As George came out the doorway he went right to the back door, got in, and again slammed a door shut. It was re-agreed that Frankie and I would sit in the front.

The drive back to The Burger Rail was very different… the music was off, the Dodger pre-game was on low, and the windows rolled up. There was no real small talk and the trip seemed to break the rule that return trips always seem shorter.

George just stared out the side window. He spoke only once and asked, "Was Sal mad?" Frankie and I said "Nah" together, glancing at each other. In my head, I'm saying, "Nah. Sal loves the opportunity to send two kids in his Caddy to fetch his Brooklyn "prize-fighter" who can't seem to tell time. He'll probably give you a bonus for this. "Da guys" don't ever forget. Think who you work for you big jerk, OF COURSE HE'S MAD!"

Back at the diner we double-parked as "da guys" always did. George got out, said nothing and quick-stepped in and took his place by the grill. He never looked over at Sal. Raul, the cook he was relieving, said something that I couldn't make out, probably having to do with the fins on a Caddy. George just kept his head down, put on his apron, and turned his attention to the grill.

Frankie gave back the Caddy keys and Sal asked if there were any problems. Frankie tried to look as cool as he possibly could and said, "Nah, everything's okay." There was definitely a small hint of nervousness. Sal offered us another burger but we declined. He then passed Frankie a crisp twenty saying "Good work, here's for gettin' George."

As he was talking to us, Paulie came over and whispered something in Sal's ear. He nodded and leaned toward Frankie, cast glances left and right, and in a hushed voice said, "Hey, I got another favor, how about driving some special boxes down to President Street? You can make a couple more bucks."

The look in Sal's eyes seemed to have changed and I sensed we were just about being given an order. My Dad's cautions and comments flashed through my mind and all of a sudden I felt way beyond wary. I knew what was on President Street. I didn't know what Frankie was going to say so I blurted out; "Hey, nah, we gotta get to work, were probably late already. Frankie's gonna drive me over to the laundry on Cortelyou. Hey, we'll see ya tomorrow."

I didn't wait for a reply. I started to quickly back out of the diner and tugged hard on Frankie's shirt to join me, which he did, if somewhat reluctantly. Sal just looked at us quizzically and said "Hey, wait a minute, let's talk…" Paulie just stepped forward us and simply stated "Hey, get back here." but I was definitely exiting. I had made a decision; I didn't want to take this conversation and situation any further.

When we got outside, I told Frankie, "Keep walking. I don't wanna have to do that again. This isn't good; we're absolutely in the wrong place."

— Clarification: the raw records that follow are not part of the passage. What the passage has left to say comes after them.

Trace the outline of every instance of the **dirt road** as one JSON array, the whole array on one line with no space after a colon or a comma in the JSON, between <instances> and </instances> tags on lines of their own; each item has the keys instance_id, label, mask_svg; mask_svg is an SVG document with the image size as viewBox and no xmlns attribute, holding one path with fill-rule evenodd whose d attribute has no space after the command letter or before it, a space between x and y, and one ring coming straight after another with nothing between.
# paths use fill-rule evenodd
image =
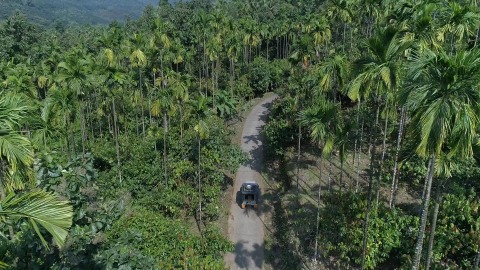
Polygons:
<instances>
[{"instance_id":1,"label":"dirt road","mask_svg":"<svg viewBox=\"0 0 480 270\"><path fill-rule=\"evenodd\" d=\"M249 154L249 161L238 169L232 194L228 234L235 244L235 251L225 256L225 263L231 270L263 269L263 207L258 209L240 207L240 186L247 180L256 181L260 188L264 187L260 171L263 167L263 147L260 131L265 124L272 101L277 96L263 99L253 107L245 120L242 132L241 147Z\"/></svg>"}]
</instances>

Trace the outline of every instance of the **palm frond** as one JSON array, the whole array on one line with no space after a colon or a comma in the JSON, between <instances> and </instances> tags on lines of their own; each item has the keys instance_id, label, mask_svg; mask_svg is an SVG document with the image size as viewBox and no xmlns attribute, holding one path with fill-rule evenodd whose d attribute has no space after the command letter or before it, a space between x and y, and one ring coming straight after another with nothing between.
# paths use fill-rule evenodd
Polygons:
<instances>
[{"instance_id":1,"label":"palm frond","mask_svg":"<svg viewBox=\"0 0 480 270\"><path fill-rule=\"evenodd\" d=\"M0 156L5 157L13 171L19 164L33 163L33 150L30 141L12 130L0 135Z\"/></svg>"},{"instance_id":2,"label":"palm frond","mask_svg":"<svg viewBox=\"0 0 480 270\"><path fill-rule=\"evenodd\" d=\"M19 196L10 193L0 201L0 206L0 216L7 219L27 218L45 246L47 243L38 224L52 235L59 247L65 243L73 217L73 208L67 201L61 201L43 190L36 190Z\"/></svg>"}]
</instances>

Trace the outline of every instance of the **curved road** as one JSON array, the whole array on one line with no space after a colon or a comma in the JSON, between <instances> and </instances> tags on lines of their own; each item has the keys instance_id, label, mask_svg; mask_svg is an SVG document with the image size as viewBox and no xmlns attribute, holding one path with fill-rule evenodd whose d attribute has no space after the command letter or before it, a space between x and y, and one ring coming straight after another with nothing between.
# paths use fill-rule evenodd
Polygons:
<instances>
[{"instance_id":1,"label":"curved road","mask_svg":"<svg viewBox=\"0 0 480 270\"><path fill-rule=\"evenodd\" d=\"M263 149L260 131L265 124L272 101L276 95L263 99L253 107L245 120L242 132L241 148L249 154L249 160L238 169L232 194L230 216L228 219L228 235L235 244L235 251L225 256L225 263L231 270L263 269L263 207L258 209L240 207L240 186L246 180L254 180L263 189L260 175L263 166Z\"/></svg>"}]
</instances>

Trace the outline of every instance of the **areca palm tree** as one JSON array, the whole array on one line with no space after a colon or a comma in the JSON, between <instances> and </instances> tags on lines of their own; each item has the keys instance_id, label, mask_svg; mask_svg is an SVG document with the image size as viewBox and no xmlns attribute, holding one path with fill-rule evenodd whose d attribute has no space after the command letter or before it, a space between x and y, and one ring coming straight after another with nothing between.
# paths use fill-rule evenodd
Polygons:
<instances>
[{"instance_id":1,"label":"areca palm tree","mask_svg":"<svg viewBox=\"0 0 480 270\"><path fill-rule=\"evenodd\" d=\"M202 231L202 140L209 137L210 129L208 128L207 123L205 122L206 117L209 115L209 109L207 107L207 98L203 95L199 96L196 100L195 112L198 117L198 122L195 125L194 129L197 133L197 142L198 142L198 168L197 168L197 177L198 177L198 228Z\"/></svg>"},{"instance_id":2,"label":"areca palm tree","mask_svg":"<svg viewBox=\"0 0 480 270\"><path fill-rule=\"evenodd\" d=\"M442 151L460 158L472 155L479 121L480 51L460 51L453 56L444 51L417 52L410 63L408 78L411 83L402 93L402 102L412 114L409 132L418 142L417 154L429 159L412 266L416 270L422 254L437 157Z\"/></svg>"},{"instance_id":3,"label":"areca palm tree","mask_svg":"<svg viewBox=\"0 0 480 270\"><path fill-rule=\"evenodd\" d=\"M456 1L445 2L440 10L437 39L441 42L450 42L449 46L452 50L456 45L460 48L464 47L462 46L464 39L473 37L478 28L480 14L475 7Z\"/></svg>"},{"instance_id":4,"label":"areca palm tree","mask_svg":"<svg viewBox=\"0 0 480 270\"><path fill-rule=\"evenodd\" d=\"M54 123L62 128L61 133L65 139L66 154L71 158L70 147L73 155L76 155L75 141L73 131L71 130L72 117L75 115L75 97L71 91L62 91L54 86L48 91L44 106L42 108L42 117L50 123ZM72 137L70 142L69 137ZM62 142L63 145L63 142ZM63 146L62 146L63 149Z\"/></svg>"},{"instance_id":5,"label":"areca palm tree","mask_svg":"<svg viewBox=\"0 0 480 270\"><path fill-rule=\"evenodd\" d=\"M0 94L0 222L27 218L42 243L46 245L38 224L62 246L72 224L72 206L41 190L14 193L25 188L33 163L32 145L17 131L28 106L18 95Z\"/></svg>"},{"instance_id":6,"label":"areca palm tree","mask_svg":"<svg viewBox=\"0 0 480 270\"><path fill-rule=\"evenodd\" d=\"M347 89L348 96L352 100L357 100L358 102L360 102L360 100L362 99L368 99L370 93L373 92L373 101L376 104L376 118L375 123L373 124L373 128L371 129L372 137L370 139L369 145L369 151L371 151L371 156L368 184L368 206L365 216L365 233L362 251L362 269L364 267L367 248L366 241L369 225L369 213L371 210L371 192L374 174L373 163L375 162L375 144L378 128L378 116L380 112L380 103L383 102L384 104L387 104L387 97L389 96L388 93L394 91L397 88L401 70L399 65L399 57L409 46L410 44L408 42L401 42L399 31L392 27L386 28L384 31L378 33L376 36L369 39L367 48L370 55L358 61L360 74L356 76L356 78L352 81L350 87ZM385 136L387 135L387 125L385 126L384 130L385 138ZM385 149L383 149L382 151L385 151ZM383 160L381 162L383 162ZM378 177L381 177L381 174L382 172L379 173Z\"/></svg>"},{"instance_id":7,"label":"areca palm tree","mask_svg":"<svg viewBox=\"0 0 480 270\"><path fill-rule=\"evenodd\" d=\"M112 105L112 116L113 116L113 138L115 140L115 152L117 156L117 166L118 166L118 178L120 183L122 183L122 168L120 161L120 144L119 144L119 133L120 128L118 125L118 115L117 115L117 105L116 105L116 91L123 89L127 85L127 78L123 70L119 67L117 63L117 56L114 51L110 48L104 49L100 55L102 60L102 66L104 68L105 76L105 88L107 96L111 99ZM125 123L126 125L126 123Z\"/></svg>"},{"instance_id":8,"label":"areca palm tree","mask_svg":"<svg viewBox=\"0 0 480 270\"><path fill-rule=\"evenodd\" d=\"M322 145L322 155L318 161L321 167L322 159L330 156L334 148L337 134L342 133L343 118L339 104L328 101L325 97L319 96L314 103L298 114L300 124L310 132L310 138L315 143ZM321 193L321 178L318 180L318 198ZM317 227L315 237L315 255L318 256L318 230L320 222L320 199L317 208Z\"/></svg>"},{"instance_id":9,"label":"areca palm tree","mask_svg":"<svg viewBox=\"0 0 480 270\"><path fill-rule=\"evenodd\" d=\"M134 34L131 38L132 52L130 53L130 65L132 68L137 69L138 72L138 93L140 95L140 106L141 106L141 117L142 117L142 135L145 137L145 109L144 109L144 98L143 98L143 87L142 87L142 68L147 65L147 57L143 52L143 45L146 43L144 40L144 35L142 33Z\"/></svg>"},{"instance_id":10,"label":"areca palm tree","mask_svg":"<svg viewBox=\"0 0 480 270\"><path fill-rule=\"evenodd\" d=\"M33 149L27 137L18 132L29 110L19 95L0 92L0 198L23 189L33 164ZM17 177L20 175L22 177Z\"/></svg>"},{"instance_id":11,"label":"areca palm tree","mask_svg":"<svg viewBox=\"0 0 480 270\"><path fill-rule=\"evenodd\" d=\"M437 27L434 18L439 10L435 1L398 1L392 10L390 19L397 27L405 30L403 41L413 41L422 48L438 48L441 43L435 33Z\"/></svg>"},{"instance_id":12,"label":"areca palm tree","mask_svg":"<svg viewBox=\"0 0 480 270\"><path fill-rule=\"evenodd\" d=\"M0 206L1 223L26 218L47 248L38 225L52 235L59 247L65 243L73 217L73 208L67 201L59 200L54 194L35 190L21 195L9 193L0 200Z\"/></svg>"},{"instance_id":13,"label":"areca palm tree","mask_svg":"<svg viewBox=\"0 0 480 270\"><path fill-rule=\"evenodd\" d=\"M317 68L320 92L331 91L332 100L336 100L337 92L342 90L350 73L350 65L345 55L335 54L328 57Z\"/></svg>"},{"instance_id":14,"label":"areca palm tree","mask_svg":"<svg viewBox=\"0 0 480 270\"><path fill-rule=\"evenodd\" d=\"M84 50L75 48L58 64L57 81L76 95L79 100L79 117L82 137L82 151L85 154L85 144L87 140L86 120L84 111L84 102L88 97L87 85L88 76L92 71L93 61ZM73 142L74 143L74 142Z\"/></svg>"}]
</instances>

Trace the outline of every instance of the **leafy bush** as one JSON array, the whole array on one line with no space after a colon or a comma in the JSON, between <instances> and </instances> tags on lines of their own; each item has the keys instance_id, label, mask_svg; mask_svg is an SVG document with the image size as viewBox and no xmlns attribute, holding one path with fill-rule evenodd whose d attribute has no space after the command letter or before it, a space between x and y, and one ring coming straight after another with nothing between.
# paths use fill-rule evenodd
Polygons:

"Hey, he gave me twenty bucks. Not hard work for twenty bucks."

"I don't care… I don't wanna end up dead any time soon. Who knows what the next "favor" he'll ask?"

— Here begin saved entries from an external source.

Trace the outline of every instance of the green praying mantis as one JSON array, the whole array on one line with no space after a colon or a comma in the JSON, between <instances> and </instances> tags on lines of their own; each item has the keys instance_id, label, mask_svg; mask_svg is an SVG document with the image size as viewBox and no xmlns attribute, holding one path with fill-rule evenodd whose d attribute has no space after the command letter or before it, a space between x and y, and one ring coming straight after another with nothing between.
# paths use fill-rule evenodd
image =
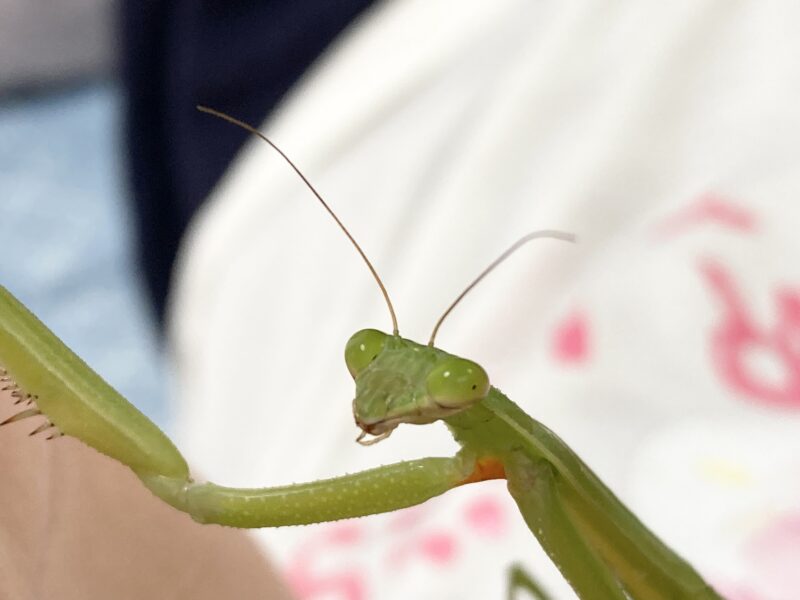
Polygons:
<instances>
[{"instance_id":1,"label":"green praying mantis","mask_svg":"<svg viewBox=\"0 0 800 600\"><path fill-rule=\"evenodd\" d=\"M2 425L43 417L34 433L77 438L129 467L153 494L194 520L231 527L299 525L388 512L457 486L504 478L531 532L581 599L720 598L563 441L492 386L480 365L434 345L453 308L517 248L535 238L571 236L540 231L520 239L456 298L428 343L419 344L399 335L394 308L374 267L294 163L250 125L199 108L270 144L333 217L378 283L392 333L358 331L344 352L356 387L357 441L369 445L403 423L442 420L461 450L453 457L421 458L295 485L243 489L197 483L186 460L154 423L0 287L0 382L21 406ZM509 597L520 589L546 597L535 581L514 569Z\"/></svg>"}]
</instances>

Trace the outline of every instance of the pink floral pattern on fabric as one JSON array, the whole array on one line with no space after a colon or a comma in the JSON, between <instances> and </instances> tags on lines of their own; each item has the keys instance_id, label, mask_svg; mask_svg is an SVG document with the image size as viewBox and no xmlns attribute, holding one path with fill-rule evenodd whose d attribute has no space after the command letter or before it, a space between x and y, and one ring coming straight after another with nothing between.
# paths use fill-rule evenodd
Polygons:
<instances>
[{"instance_id":1,"label":"pink floral pattern on fabric","mask_svg":"<svg viewBox=\"0 0 800 600\"><path fill-rule=\"evenodd\" d=\"M748 209L717 194L707 193L662 221L658 233L672 237L698 225L715 224L738 231L750 233L757 229L755 215Z\"/></svg>"},{"instance_id":2,"label":"pink floral pattern on fabric","mask_svg":"<svg viewBox=\"0 0 800 600\"><path fill-rule=\"evenodd\" d=\"M575 310L556 325L551 348L553 358L564 364L589 359L589 319L583 311Z\"/></svg>"},{"instance_id":3,"label":"pink floral pattern on fabric","mask_svg":"<svg viewBox=\"0 0 800 600\"><path fill-rule=\"evenodd\" d=\"M508 533L508 515L494 494L469 498L458 518L443 526L429 504L398 511L387 517L348 520L315 527L295 550L286 578L300 600L339 598L365 600L371 578L380 573L364 568L366 559L378 552L379 564L393 577L414 567L450 568L472 549L475 536L500 541ZM387 535L390 534L390 535Z\"/></svg>"},{"instance_id":4,"label":"pink floral pattern on fabric","mask_svg":"<svg viewBox=\"0 0 800 600\"><path fill-rule=\"evenodd\" d=\"M775 290L775 319L765 326L756 322L733 276L721 264L705 261L700 272L721 305L721 317L711 334L711 355L723 381L752 400L800 409L800 294L788 288ZM777 378L767 371L769 367L779 371Z\"/></svg>"}]
</instances>

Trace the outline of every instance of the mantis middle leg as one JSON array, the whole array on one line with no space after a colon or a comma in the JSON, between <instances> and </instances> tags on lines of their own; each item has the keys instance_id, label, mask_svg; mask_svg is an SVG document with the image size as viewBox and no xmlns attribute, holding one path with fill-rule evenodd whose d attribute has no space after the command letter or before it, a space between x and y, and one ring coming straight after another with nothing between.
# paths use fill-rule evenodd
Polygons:
<instances>
[{"instance_id":1,"label":"mantis middle leg","mask_svg":"<svg viewBox=\"0 0 800 600\"><path fill-rule=\"evenodd\" d=\"M542 586L522 568L522 565L514 564L508 570L507 600L518 600L517 590L527 590L536 600L552 600Z\"/></svg>"}]
</instances>

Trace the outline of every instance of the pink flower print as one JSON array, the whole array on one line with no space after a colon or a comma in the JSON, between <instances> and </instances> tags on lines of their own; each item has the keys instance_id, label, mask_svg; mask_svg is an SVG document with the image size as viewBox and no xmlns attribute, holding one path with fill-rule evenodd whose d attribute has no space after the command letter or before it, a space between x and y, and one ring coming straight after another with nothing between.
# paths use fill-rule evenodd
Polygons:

"Nothin's gonna happen. He's a nice guy."

I just looked over at Frankie and gave him the look that says "Yeah, right, and pigs fly."

We kept walking, picking up the pace somewhat, and not looking back.

"Hey Frankie, what's black and blue and floats in the Gowanus Canal?" Without waiting for a reply, I continued, "People who piss off `da guys'." We both chuckled cautiously. Frankie knew exactly what I meant.

I finally looked back over my shoulder and to my relief, no one was behind us. We continued on to his Buick.

The George trip and the day were a learning opportunity, a Brooklyn lesson. In hindsight, it was one of those things that just as easily could have gone the other way and taken me down an entirely different path of life. It was a key decision point in my life and my Dad was right.

What wonderful opportunities in Brooklyn. This time I learned without pain.

The Burger Rail was out; Burgerama was in!